Ciò che in generale dobbiamo fare è arcinoto. Trovare in campo industriale (responsabile di circa il 30% delle emissioni) modalità di produzione che utilizzino molti meno combustibili fossili, ridurre le emissioni in agricoltura, riformare il sistema dei trasporti, non solo quello urbano dove il passaggio all’elettrico e all’ibrido o ad altre forme di mobilità sostenibile è molto più facile, ma anche quelli a lunga distanza attraverso navi ed aerei. Dobbiamo inoltre trasformare il rifiuto e lo spreco in risorsa attraverso innovazioni di economia circolare e aumentare significativamente la quota di energia prodotta da fonti rinnovabili ed rendere più efficienti i nostri edifici.
Anche in questo campo lentezza e inutili complicazioni purtroppo ancora caratteristiche dell’amministrazione pubblica diventa un tappo che limita le possibilità di progresso. Aumentando i tempi e i costi delle autorizzazioni per i processi innovativi di economia circolare (i decreti del fine vita dei prodotti) e la produzione di energie rinnovabili (l’autorizzazione di nuovi siti) si ritarda infatti il cambiamento e l’adozione delle tecnologie che possono abbattere significativamente le emissioni.
Come nel caso del Covid-19 solo un salto in avanti dell’innovazione (che però intravediamo come possibile) può consentirci di percorrere l’ultimo miglio che ci manca.

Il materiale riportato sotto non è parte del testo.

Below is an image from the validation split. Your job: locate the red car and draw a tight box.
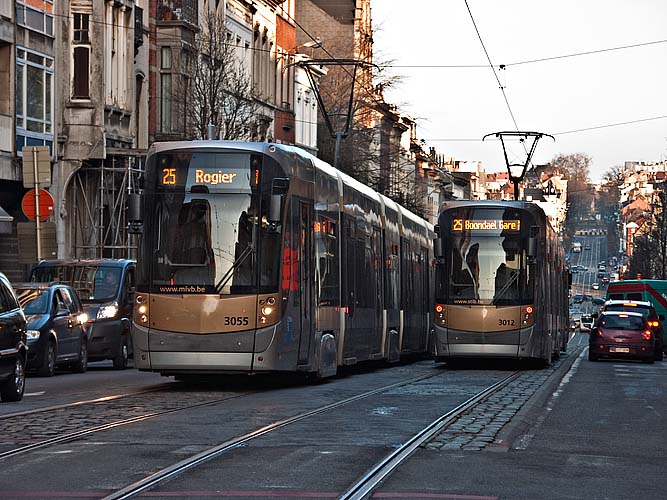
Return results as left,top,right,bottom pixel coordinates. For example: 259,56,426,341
588,311,655,363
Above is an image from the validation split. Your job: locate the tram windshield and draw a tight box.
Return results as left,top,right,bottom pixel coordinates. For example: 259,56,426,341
148,152,280,295
436,208,534,306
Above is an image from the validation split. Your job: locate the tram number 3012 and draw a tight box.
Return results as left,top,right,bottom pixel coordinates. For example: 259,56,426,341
225,316,250,326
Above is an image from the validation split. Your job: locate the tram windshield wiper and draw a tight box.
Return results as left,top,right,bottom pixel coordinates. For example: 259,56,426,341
215,242,255,293
494,269,519,302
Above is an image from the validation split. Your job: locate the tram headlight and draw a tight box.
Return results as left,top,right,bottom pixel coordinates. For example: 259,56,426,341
97,302,118,319
523,306,535,326
134,294,148,326
259,297,278,325
435,304,447,326
26,330,40,340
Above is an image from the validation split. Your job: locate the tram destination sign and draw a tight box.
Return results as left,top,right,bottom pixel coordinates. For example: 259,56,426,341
158,166,250,193
452,218,521,233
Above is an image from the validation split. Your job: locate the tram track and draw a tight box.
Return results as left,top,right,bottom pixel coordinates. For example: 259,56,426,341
96,371,522,500
0,366,446,461
104,372,443,500
339,371,522,500
0,393,252,460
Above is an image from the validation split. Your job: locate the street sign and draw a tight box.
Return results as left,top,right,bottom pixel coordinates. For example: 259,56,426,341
21,146,51,188
21,189,54,222
16,222,58,264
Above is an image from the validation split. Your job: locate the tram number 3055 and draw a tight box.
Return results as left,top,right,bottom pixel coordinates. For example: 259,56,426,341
225,316,250,326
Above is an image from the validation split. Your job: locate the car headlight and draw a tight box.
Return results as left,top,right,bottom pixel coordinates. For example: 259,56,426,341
97,302,118,319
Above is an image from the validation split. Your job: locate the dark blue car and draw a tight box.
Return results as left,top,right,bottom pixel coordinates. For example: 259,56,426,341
30,259,136,370
14,283,88,377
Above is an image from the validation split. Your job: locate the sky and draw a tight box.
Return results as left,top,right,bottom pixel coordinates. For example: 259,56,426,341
371,0,667,182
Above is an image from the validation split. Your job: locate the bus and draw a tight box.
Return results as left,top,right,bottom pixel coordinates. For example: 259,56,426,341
434,200,571,365
606,279,667,354
129,141,435,379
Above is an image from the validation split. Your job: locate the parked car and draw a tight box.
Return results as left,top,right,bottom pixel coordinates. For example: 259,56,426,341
0,273,28,401
14,283,88,377
30,259,136,370
602,300,664,361
579,314,595,332
588,311,655,363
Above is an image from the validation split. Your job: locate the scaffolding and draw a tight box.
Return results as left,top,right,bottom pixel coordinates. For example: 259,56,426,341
66,150,145,259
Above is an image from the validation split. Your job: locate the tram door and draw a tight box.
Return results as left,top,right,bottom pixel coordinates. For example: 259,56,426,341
298,202,314,363
371,227,385,357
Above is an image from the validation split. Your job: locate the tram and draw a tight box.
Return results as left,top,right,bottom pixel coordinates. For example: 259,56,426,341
434,200,571,365
129,141,435,378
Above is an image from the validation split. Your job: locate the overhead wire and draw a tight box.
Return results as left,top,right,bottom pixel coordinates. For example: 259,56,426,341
382,39,667,69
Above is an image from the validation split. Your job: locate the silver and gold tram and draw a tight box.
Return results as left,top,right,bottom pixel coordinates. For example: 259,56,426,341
130,141,435,377
434,201,569,365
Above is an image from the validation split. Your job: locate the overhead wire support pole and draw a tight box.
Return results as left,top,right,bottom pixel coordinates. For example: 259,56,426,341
482,130,556,200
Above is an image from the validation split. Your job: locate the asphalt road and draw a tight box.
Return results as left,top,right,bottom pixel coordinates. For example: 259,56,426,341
377,336,667,500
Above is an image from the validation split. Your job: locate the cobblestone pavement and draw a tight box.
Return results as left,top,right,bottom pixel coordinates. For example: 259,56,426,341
422,349,580,451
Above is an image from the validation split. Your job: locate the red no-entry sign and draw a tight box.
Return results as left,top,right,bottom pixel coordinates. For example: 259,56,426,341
21,189,54,222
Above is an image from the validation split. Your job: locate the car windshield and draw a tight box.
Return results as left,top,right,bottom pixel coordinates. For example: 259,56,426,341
605,304,649,318
600,314,644,330
31,264,122,303
17,288,49,314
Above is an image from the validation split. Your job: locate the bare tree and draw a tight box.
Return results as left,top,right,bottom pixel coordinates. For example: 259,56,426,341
310,32,426,216
180,12,258,140
551,153,595,222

Disponibilità sempre maggiori di finanziamenti pubblici e privati e progresso tecnologico possono consentirci di abbattere i costi della transizione e renderla possibile.
Il compito dei governi dunque è quello di stimolare ricerca e cambiamento di comportamenti di cittadini e imprese con un opportuno insieme di finanziamenti e incentivi fiscali. Quello di noi cittadini – ripeto ancora una volta – è di 'votare col portafoglio' e con i nostri stili di vita per contribuire all’affermazione di pratiche più sostenibili per assicurare il futuro di tutti. Ma anche il 'voto col portafoglio' pubblico attraverso l’estensione dei criteri minimi ambientali negli appalti a tutti i settori possibili è altrettanto importante.
Come nel caso della pandemia anche l’emergenza climatica dipende in misura importante, anche se non esclusiva, dalle possibilità economiche di persone, comunità e popoli dunque anche in questo caso i disastri si abbatterebbero in modo molto più violento su chi non ha risorse per fronteggiarli. Non a caso una campagna della Caritas internazionale aveva indicato la prospettiva della 'giustizia climatica'. I primi, faticosi e imperfetti successi della vaccinazione di massa in alcuni Paesi sottolineano l’urgenza di un gigantesco sforzo di coordinamento globale per battere il coronavirus e indicano il metodo per affrontare la prossima temibile sfida.